A Culinary Milestone

This recipe is a huge milestone for me. HUGE! For most of my life I have hated beets. As far as I was concerned they were the vegetable kingdom’s embodiment of pure evil. Flowery dirt that I could pick out even as coloring agents in smoothies. And despite this beet loathing, I dutifully tried them year after year. Once at a dinner party, I arrived at the table horrified to see a plate of beets at every seat. They were roasted and crispy with rosemary, cracked pepper and salt and if I was going to like a beet, that would surely be it. But as soon as that crispy exterior gave way, that same florally earth filled my mouth and my soul. I swallowed about 2/3 of the plate whole (chasing with wine) just to be polite and strategically moved the remaining few about the plate.

But after all those years I started to notice a subtle change. Very subtle. At a Japanese restaurant of all places I was served a very simple steamed beet. I gave it a go and still did not like it but could finally understand just a little bit why someone might. Next time I encountered them roasted once again and felt the ick meter move just a little bit more. And finally I decided to try and cook my own.

I was not comfortable enough to just serve them plain so I roasted, peeled, oiled and roasted again until crisp and served them with toasted walnuts, an orange balsamic dressing, piles of arugula and some slightly stinky blue cheese. I actually liked them and I was very proud. Since then I have cooked beets only one other time but for some reason I felt a need to go all the way and try them raw.

Brandishing some rubber gloves my husband uses for staining furniture, I peeled and shredded the beets. I decided to pickle them just a bit in some orange scented sherry vinegar and toss them with carrots, apples and tons of herbs. The dressing needed to be simple but complementary. Recalling how good the walnuts were previously I chose to use walnut oil, the juice from the orange and some toasted coriander and chile to play up the floral notes in the beets. Finally I added a pile of fried quinoa which is surprisingly crunchy and nutty.

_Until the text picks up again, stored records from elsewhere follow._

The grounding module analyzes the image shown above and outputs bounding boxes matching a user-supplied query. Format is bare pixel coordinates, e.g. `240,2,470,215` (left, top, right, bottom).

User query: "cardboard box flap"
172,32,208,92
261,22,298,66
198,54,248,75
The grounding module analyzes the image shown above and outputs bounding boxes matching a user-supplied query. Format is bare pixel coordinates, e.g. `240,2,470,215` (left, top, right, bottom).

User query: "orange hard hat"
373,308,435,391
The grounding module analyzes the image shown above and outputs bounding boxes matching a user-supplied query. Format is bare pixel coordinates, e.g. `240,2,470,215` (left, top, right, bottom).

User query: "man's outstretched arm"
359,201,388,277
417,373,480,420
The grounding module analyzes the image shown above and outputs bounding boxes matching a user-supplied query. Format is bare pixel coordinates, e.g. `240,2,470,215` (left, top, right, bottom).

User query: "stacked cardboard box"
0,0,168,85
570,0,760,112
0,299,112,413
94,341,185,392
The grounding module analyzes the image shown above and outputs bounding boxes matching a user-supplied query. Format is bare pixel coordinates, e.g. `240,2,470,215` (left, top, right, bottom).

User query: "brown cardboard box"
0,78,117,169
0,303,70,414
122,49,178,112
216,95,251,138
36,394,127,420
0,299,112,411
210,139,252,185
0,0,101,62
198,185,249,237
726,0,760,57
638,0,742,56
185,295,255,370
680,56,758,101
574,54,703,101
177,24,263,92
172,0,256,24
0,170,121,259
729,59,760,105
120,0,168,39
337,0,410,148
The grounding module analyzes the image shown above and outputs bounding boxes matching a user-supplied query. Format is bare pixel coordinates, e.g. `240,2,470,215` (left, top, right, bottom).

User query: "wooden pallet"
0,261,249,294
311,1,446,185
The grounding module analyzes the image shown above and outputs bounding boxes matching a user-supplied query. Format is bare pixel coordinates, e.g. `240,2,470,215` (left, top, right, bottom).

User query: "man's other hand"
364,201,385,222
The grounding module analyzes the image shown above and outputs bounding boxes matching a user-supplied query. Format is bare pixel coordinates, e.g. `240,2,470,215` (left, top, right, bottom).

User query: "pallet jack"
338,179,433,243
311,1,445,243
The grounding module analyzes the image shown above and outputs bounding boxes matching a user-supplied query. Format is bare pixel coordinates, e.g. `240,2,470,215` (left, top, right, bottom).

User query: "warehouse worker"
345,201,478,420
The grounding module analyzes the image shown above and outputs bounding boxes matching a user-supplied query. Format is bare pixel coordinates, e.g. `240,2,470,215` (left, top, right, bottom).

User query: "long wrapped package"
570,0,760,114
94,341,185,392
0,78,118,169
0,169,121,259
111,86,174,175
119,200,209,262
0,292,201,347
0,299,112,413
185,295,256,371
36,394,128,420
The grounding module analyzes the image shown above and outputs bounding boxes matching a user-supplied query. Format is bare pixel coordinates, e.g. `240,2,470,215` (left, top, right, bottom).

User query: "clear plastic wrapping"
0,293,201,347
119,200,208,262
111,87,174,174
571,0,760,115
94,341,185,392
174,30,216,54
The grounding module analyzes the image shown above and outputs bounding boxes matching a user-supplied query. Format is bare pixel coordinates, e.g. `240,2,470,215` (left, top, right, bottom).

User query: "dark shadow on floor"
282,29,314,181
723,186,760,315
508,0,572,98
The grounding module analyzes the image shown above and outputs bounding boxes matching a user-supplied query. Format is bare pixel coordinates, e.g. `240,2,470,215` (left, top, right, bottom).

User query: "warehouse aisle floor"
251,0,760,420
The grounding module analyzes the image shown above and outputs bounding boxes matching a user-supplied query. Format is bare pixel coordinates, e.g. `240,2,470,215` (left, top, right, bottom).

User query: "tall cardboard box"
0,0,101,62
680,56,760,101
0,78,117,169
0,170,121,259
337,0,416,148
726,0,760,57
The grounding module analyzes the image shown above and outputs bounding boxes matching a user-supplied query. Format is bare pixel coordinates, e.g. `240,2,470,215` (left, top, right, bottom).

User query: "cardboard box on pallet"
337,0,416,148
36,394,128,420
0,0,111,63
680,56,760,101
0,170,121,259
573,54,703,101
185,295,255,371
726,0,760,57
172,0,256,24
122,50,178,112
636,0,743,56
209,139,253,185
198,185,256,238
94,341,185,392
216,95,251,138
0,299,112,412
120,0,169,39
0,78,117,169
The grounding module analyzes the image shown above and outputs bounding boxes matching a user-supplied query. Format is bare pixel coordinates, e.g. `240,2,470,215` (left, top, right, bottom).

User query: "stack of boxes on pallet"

I think it is a really satisfying and well balanced salad- good on its own or boosted a bit with the help of some good cheese and shredded chicken. Next I might tackle that vicious attack lettuce frisee….

Fried Quinoa, Roots and Herbs

Serves 4

1 cup black or red quinoa
1 cup beets, peeled, julienned (about 2 medium)
1 cup carrots, peeled, julienned (about 3 large)
1 apple, julienned
1/2 lemon
1/4 cup brown or turbinado sugar (white would be fine as well)
1/4 cup sherry vinegar
1/2 cup water
1 orange
1/2 teaspoon salt
1 tablespoon chives
2 tablespoons walnut oil
1/4 teaspoon coriander, toasted, ground
1/4 teaspoon aleppo or red chile
1/4 teaspoon dijon mustard

Bring quinoa to a boil in 3-4 cups salted water and cook 15 minutes or until done. Drain well, spread on a baking sheet and let dry a bit. I put mine in the oven with the convection on, but no heat. Can be made ahead and kept in an airtight container in the fridge.

Toss carrots and apples together, cover with water. Squeeze lemon into bowl, add peel and chill in fridge (up to a day).

Simmer vinegar, sugar, water, salt and 4 thick strips of zest from orange until sugar is dissolved then let cool. Pour over beets and chill at least an hour and up to two days.

Heat about 1/2″ vegetable oil in a small pot and working in batches, fry quinoa. Drain on paper towel and salt lightly.

Mix 2 T juice from orange with mustard, chives, coriander, chile and salt to taste. Whisk in walnut oil until emulsified. Drain carrots and apples pressing gently. Drain beets. Toss together with dressing and parsley. Stir in quinoa just before serving.